So what does Jeremiah have to tell us about the Sabbath? Here, Jeremiah confronts a culture that has become accustomed to working and bearing burdens on the one day God instituted for rest. And the warning is introduced by some pretty stark language-the kind we might expect when God wants to talk about idolatry or murder.
21. Take care for the sake of your lives, and do not bear a burden on the Sabbath day or bring it in by the gates of Jerusalem. 22. And do not carry a burden out of your houses on the Sabbath or do any work, but keep the Sabbath day holy, as I commanded your fathers.
When God begins to promise the blessings attached to Sabbath observance, the first one listed is that the rightful kings will be able to come in and out of the gate. The imagery is crucial. As long as there is clutter in the streets and the gate the king cannot enter, but if the clutter is cleared, the king will freely come and go.
24. But if you listen to me, declares the LORD, and bring in no burden by the gates of this city on the Sabbath day, but keep the Sabbath day holy and do no work on it, 25. then there shall enter by the gates of this city kings and princes who sit on the throne of David,…

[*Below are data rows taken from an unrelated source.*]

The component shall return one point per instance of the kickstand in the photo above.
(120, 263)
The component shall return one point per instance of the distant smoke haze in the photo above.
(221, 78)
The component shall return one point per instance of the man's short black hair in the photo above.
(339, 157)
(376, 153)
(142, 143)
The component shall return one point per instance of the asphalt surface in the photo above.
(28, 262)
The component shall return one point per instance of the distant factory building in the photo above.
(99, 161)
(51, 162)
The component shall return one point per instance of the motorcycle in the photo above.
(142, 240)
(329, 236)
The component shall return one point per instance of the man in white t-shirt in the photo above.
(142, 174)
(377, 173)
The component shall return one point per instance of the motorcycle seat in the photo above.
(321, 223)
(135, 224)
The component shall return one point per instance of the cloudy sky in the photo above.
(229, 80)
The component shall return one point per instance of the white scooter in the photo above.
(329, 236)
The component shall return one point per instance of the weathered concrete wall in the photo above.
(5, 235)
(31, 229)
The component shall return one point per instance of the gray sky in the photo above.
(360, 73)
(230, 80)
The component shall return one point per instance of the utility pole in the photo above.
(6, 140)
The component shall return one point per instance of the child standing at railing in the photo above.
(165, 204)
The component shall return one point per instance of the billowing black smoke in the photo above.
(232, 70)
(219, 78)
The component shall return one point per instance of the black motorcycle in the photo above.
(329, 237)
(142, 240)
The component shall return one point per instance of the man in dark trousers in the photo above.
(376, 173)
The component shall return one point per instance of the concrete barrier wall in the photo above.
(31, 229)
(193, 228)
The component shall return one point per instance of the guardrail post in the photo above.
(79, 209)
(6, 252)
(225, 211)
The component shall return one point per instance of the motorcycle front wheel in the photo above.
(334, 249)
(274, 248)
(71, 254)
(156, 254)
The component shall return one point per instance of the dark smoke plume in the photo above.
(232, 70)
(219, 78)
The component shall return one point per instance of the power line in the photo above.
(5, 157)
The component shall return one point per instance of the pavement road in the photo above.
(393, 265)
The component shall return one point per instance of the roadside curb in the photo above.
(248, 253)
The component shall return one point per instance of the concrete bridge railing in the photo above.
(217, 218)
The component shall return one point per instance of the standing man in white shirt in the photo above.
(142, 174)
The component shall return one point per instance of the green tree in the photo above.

The Sabbath is ultimately about setting ourselves aside from the rest of the world and focusing our time and attention on God. It is ultimately about worship and sanctification. We deliberately take our time and our energy and clear a path for God to reenter our hearts and minds. The imagery used by Jeremiah says this very thing: if the streets of the city are full of wrongful clutter, the king cannot come and go. But if the people properly worship God and remove the market from the streets on the Sabbath, the rightful king will reign.
Ours is a cluttered life. We are constantly plugged-in and we are constantly in touch with just about any part of the outside world through 24/7 media, cell phones, and ubiquitous access to the World Wide Web. Each of these vies for our spiritual, mental, emotional, and physical attention. For us, then, a Sabbath act of worship will likely involve the deliberate clearing of the clutter so the King can come and go.
We need to take purposeful and effective steps to disconnect ourselves from the mindless flotsam we live in. So how can we, in a culture so different from the ancient Jewish culture, affect Sabbath in our lives? I have three suggestions, and they may be ones you have heard before.
First, we should pay attention to prayer in our lives. Instead of praying out of habit or circumstantial compulsion, we need to pray deliberately. It can and should act as divine water washing out the debris in our hearts and minds. Secondly, Scripture reading is reorientation. Being so inundated with the pagan culture’s worldview, reading Scripture should help reorient us toward God’s point of view. And thirdly, corporate worship is a whole-body/soul experience in which we take our time, our mental and emotional energy, and we worship God with brothers and sisters in Christ.
Are the pathways in your heart and mind filled with the kind of flotsam and jetsam that hinders the coming of your King? Do you hear the blessing promised by God for clearing out the clutter and allowing Him to enter? May we pay more attention to the Sabbath and the kind of relationship with our Lord it promises.